Discuss as:

Innocents at risk: The hardest pictures to see?

Sometimes, browsing the photo wires yields unexpected connections between images. This morning, unfortunately, I was struck by a number of pictures showing children in difficult circumstances, danger or pain.

MaxPPP / Trias Philippe / EPA

French Police officers lead a group of rescued children from a school in Besancon, France, on Monday. A 17-year old male, armed with two swords, had taken hostage a number of children attending the nursery. The incident started at 9 a.m. and finished with the liberation of the children and their teacher, and the capture of the teenager.

Ajay Verma / Reuters

Five-month-old Roshni, child of the woman laborer at right, rests in a basket at a roadside construction site in the northern Indian city of Chandigarh on Dec. 10. India's domestically driven economy grew 8.9 percent for the second straight quarter in the three months to end-September on higher consumption, with the government forecasting higher growth in the next two quarters.

Muhammed Muheisen / AP

Pakistani girls watch a man working at a brick factory while they collect the remains of the coal to be used for heating, on the outskirts of Islamabad, Pakistan on Monday

Peter Andrews / Reuters file

Medic Sergeant Tyrone Jordan from CCO., 1-214 AVN Dustoff, treats a child wounded in an explosion as his father comforts the boy during a Medevac mission in southern Afghanistan's Helmand province November 13, 2010. Reuters moved a number of pictures from this November story today.

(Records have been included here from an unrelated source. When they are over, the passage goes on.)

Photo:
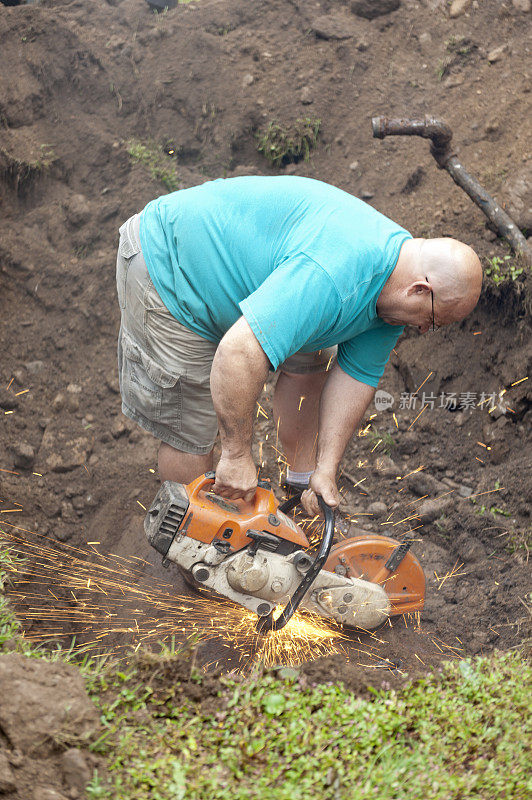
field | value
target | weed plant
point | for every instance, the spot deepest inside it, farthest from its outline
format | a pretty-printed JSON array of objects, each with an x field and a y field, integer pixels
[
  {"x": 285, "y": 144},
  {"x": 160, "y": 164}
]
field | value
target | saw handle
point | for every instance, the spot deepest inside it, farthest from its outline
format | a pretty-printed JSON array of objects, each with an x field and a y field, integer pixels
[
  {"x": 268, "y": 623},
  {"x": 259, "y": 504}
]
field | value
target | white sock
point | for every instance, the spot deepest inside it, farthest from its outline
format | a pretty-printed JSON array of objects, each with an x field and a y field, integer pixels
[{"x": 301, "y": 478}]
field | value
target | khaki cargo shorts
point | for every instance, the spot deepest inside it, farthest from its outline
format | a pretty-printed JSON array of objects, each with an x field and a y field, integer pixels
[{"x": 164, "y": 368}]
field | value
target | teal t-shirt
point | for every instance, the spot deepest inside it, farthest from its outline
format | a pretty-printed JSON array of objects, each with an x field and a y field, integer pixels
[{"x": 303, "y": 261}]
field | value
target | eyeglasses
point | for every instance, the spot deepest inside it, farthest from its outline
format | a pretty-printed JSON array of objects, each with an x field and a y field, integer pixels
[{"x": 432, "y": 299}]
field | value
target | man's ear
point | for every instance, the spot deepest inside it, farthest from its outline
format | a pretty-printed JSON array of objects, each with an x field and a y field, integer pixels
[{"x": 418, "y": 287}]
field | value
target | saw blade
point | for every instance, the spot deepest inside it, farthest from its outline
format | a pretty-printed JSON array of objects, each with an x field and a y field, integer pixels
[{"x": 377, "y": 559}]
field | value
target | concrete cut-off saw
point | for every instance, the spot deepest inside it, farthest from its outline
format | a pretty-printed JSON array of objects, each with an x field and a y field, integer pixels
[{"x": 254, "y": 554}]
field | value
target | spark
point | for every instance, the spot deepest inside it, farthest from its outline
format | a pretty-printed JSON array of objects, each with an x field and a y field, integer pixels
[
  {"x": 424, "y": 382},
  {"x": 471, "y": 496},
  {"x": 418, "y": 469},
  {"x": 260, "y": 410},
  {"x": 416, "y": 419}
]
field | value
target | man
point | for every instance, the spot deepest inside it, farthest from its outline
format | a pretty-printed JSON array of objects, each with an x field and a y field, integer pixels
[{"x": 223, "y": 282}]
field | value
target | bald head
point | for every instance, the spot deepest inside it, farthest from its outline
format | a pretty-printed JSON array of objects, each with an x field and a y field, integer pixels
[
  {"x": 454, "y": 271},
  {"x": 439, "y": 278}
]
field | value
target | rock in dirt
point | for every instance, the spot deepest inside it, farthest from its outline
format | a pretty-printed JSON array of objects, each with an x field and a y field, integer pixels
[
  {"x": 421, "y": 483},
  {"x": 63, "y": 448},
  {"x": 47, "y": 793},
  {"x": 77, "y": 210},
  {"x": 518, "y": 192},
  {"x": 432, "y": 509},
  {"x": 369, "y": 9},
  {"x": 76, "y": 772},
  {"x": 8, "y": 401},
  {"x": 470, "y": 549},
  {"x": 24, "y": 455},
  {"x": 378, "y": 509},
  {"x": 332, "y": 26},
  {"x": 384, "y": 466},
  {"x": 7, "y": 780},
  {"x": 459, "y": 7},
  {"x": 42, "y": 704},
  {"x": 497, "y": 53}
]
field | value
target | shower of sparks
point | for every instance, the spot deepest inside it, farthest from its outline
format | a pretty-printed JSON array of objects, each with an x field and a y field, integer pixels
[{"x": 107, "y": 604}]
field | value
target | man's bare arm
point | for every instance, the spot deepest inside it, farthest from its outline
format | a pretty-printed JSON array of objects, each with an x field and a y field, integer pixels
[
  {"x": 239, "y": 370},
  {"x": 343, "y": 403}
]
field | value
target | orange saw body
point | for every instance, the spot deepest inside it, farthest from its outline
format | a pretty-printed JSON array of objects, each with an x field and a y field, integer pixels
[{"x": 254, "y": 554}]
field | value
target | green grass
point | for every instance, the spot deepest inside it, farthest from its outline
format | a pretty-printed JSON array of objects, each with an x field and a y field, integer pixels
[
  {"x": 503, "y": 268},
  {"x": 284, "y": 144},
  {"x": 462, "y": 734},
  {"x": 168, "y": 731},
  {"x": 159, "y": 164}
]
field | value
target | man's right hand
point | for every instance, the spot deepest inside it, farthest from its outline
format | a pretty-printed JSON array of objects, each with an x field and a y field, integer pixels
[{"x": 236, "y": 477}]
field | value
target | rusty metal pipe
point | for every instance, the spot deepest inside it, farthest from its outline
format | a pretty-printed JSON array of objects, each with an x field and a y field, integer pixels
[{"x": 440, "y": 135}]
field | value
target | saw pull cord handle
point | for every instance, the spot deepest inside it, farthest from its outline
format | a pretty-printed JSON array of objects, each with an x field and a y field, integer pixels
[{"x": 268, "y": 623}]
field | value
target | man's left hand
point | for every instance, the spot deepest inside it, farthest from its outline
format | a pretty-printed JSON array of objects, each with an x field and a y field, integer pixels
[{"x": 321, "y": 483}]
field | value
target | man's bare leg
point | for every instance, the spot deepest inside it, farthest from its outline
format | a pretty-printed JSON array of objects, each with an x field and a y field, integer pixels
[
  {"x": 296, "y": 403},
  {"x": 176, "y": 465}
]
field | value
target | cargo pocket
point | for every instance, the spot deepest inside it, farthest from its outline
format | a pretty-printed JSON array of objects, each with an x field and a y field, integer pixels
[
  {"x": 149, "y": 389},
  {"x": 127, "y": 248}
]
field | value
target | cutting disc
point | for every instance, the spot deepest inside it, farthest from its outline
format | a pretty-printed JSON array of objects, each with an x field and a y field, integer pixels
[{"x": 365, "y": 557}]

These weren't the only such pictures on the wires in recent days. Phaedra Singelis just published one of Eman, a young schoolgirl injured in a bomb attack on a Pakistan school bus. An EPA photographer made a report in slums on the outskirts of Mumbai to illustrate some disturbing facts from there:

According to the state government's data, 3.5 per cent of Greater Mumbai's slum children under six die every year because of poor nutrition and increased risk of infections - a figure largely accepted by academics and social workers.

I figured these four were enough to publish here--maybe more than enough--but think it's worth a post to show and discuss one of the more difficult sets of subjects we come across and publish.